Despite high hopes for a solid holiday weekend performance, the U.S. hotel industry saw its steady recovery progress plateau the week of July 4, according hotel data analytics firm STR.
"We hit the bottom for the industry the week of April 11, and it's been improving ever since, but we actually saw a reversal of that with the week ending July 4," said STR senior consultant Hannah Smith during an Americas Lodging Investment Summit (ALIS) Summer Update webinar event on July 13. "Everyone was projecting a big week for the industry, but we saw this come right as some areas, [including] Texas beach areas and Florida, started to reclose bars and beaches, and that caused a rollback in occupancy in a lot of those markets."
STR data shows the number of U.S. rooms sold the week of July 4 totaled 16.1 million rooms, which was slightly below the number of rooms sold the week prior.

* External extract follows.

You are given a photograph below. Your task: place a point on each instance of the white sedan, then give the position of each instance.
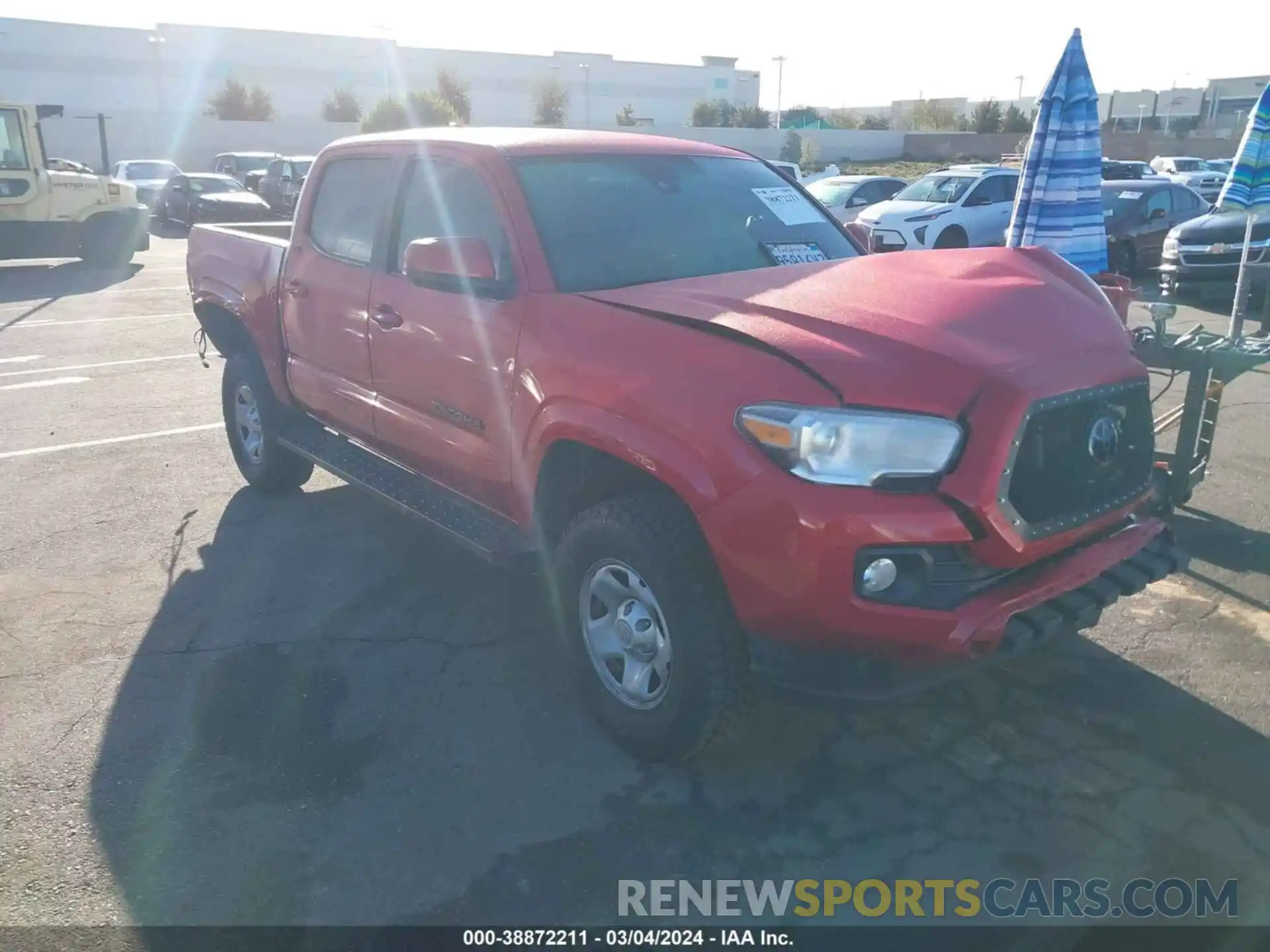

In addition to slowing rebound trends, Smith reported that the economy sector now represents the lion's share of U.S. demand. According to STR, the economy segment accounted for 41% of U.S. hotel demand for May, versus just 25% of demand in May 2019.
Meanwhile, upper upscale and luxury hotels accounted for just 8% of U.S. hotel demand in May, down from 21% in May 2019.
"It's unsurprising that this [upper upscale and luxury] segment has been hurt the most," said Smith. "It's also the segment where we saw a lot of closures happen in April and May, and obviously they've been hit really hard by the loss of group and business travel."
Average daily rate (ADR) levels for STR's high-end classes have also contracted sharply, with the U.S. luxury class ADR for May at $185, versus $296 for the same month last year. The U.S. upper upscale ADR totaled $118 and $192 for May 2020 and May 2019, respectively.
According to Smith, these declines have caused "a kind of compression between the classes."
"In 2019, there was about a $120 difference between economy and upper upscale," Smith explained. "And now, in 2020, that same $120 difference will actually get you from economy to luxury class."
STR's 2020 hotel industry forecast predicts that U.S. revenue per available room (RevPAR) will decline 50.6% for the year, with industrywide ADR expected to dip 21.4%. Concurrently, occupancy is projected to fall 37.1%, while supply is set to rise 1.4%, and demand is predicted to fall 36.2%.